By Dr. J.D. Rottweiler
Community colleges have the amazing ability to help “possibility” become a reality for the students we serve. To some people, college seems out of reach, a foreign concept intended for the wealthy, for kids who make the honor roll, for people who have the potential to become teachers or doctors.
In the past, that may have been the case. Fifty years ago college may have been intended for people in those specific categories. But today, a community college like Cochise is designed for everyone and gives people a chance to reach their “possibility.” According to Mary Barnes, daughter of the late college founder Dr. George Spikes, a college in Cochise County allowed others to do what he had done – “achieve the life that was desired, not the life that was just available.”
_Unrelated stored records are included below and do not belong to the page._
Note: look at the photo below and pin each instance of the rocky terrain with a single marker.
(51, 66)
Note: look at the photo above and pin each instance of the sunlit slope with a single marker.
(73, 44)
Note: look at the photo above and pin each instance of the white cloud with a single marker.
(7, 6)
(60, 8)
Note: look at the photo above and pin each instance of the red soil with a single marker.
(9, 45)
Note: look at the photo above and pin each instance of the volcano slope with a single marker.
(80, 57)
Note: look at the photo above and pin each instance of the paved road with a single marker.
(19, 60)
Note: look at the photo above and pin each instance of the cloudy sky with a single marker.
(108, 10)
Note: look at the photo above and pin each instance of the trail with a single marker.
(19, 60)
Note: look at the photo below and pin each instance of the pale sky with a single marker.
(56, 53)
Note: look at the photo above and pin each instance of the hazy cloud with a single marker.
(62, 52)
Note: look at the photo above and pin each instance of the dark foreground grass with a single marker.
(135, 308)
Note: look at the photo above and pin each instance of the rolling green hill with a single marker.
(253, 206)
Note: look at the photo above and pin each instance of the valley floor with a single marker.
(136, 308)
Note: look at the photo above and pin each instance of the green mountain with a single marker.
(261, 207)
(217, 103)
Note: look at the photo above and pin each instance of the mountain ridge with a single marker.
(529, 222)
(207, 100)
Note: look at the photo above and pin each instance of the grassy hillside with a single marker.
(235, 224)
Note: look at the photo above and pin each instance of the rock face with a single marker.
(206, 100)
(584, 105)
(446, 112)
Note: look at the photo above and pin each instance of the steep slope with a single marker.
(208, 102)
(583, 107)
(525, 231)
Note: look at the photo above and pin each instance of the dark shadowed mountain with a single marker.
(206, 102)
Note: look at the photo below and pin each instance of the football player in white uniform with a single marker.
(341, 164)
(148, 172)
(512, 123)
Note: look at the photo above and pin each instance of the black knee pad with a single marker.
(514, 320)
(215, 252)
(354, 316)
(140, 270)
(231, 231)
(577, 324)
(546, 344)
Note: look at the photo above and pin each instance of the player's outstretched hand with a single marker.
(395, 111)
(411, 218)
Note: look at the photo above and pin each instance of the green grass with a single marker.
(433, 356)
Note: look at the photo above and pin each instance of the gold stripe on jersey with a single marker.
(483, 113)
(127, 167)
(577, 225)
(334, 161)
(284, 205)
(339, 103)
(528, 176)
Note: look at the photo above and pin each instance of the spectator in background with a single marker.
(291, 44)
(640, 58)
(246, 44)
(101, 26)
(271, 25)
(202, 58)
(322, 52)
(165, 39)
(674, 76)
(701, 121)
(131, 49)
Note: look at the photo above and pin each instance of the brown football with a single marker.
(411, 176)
We all have “possibilities,” don’t we? If your “possibility” is something that requires more than a high school education, Cochise College is a place you can go to turn “possibility” into reality.
Let me share a little about my experience.
I’m from Wyoming, the son of loving parents who, although not college educated, recognized the importance of higher education. They hadn’t been fortunate enough to attend themselves but believed the future well-being of their sons rested in their receiving an education beyond high school. That’s how I became a first-generation student at Ricks College, a two-year school in Idaho. With the help of the faculty and staff there, I learned to navigate the system, to meet deadlines and take responsibility for my own learning, to set career-related goals and achieve them. I began studying criminal justice, with my “possibility” being to attend law school and become a lawyer. Though I shifted disciplines and later earned bachelor’s, master’s and doctoral degrees at other institutions, it was at a junior/community college where I learned what it takes to be academically successful and gained the confidence to consider “possibilities” that weren’t, at first, part of my plans. Ricks College provided a foundation for success.
My story probably isn’t very different from that of someone you know. And so I wholeheartedly recommend that anyone who’s contemplating his or her “possibilities” come talk to someone, anyone, at Cochise. Alumni have said this is where they pursued things they may not have tried without the support of faculty, where they transitioned from a face in the crowd to the leader of a student organization, and where those experiences set the stage for later success. One alum, now residing in Georgia, said she was so proud to receive notification from Cochise that she’d graduated that she has saved “every single piece of documentation” she’s ever gotten from Cochise in an effort to preserve that feeling. Another, an information technology professional in South Carolina, credits Cochise for preparing him to work with a number of Fortune 500 companies. Others value the friendships they made and ideas they shared with people from all different walks of life.
We live in the world’s greatest country. We can go anywhere, do anything, and be anything we desire. Our “possibilities” are unlimited and in our reach. At Cochise, we believe “possibilities” aren’t to be set aside. They’re perfectly possible! A new message on our website is one you’ll see throughout the coming year as we correlate Cochise College with the idea that possible means “being within the limits of ability, capacity or realization.”
In the words of Audrey Hepburn, “Nothing is impossible. The word itself says ‘I’m possible.’”
Give Cochise a try. You might even become president.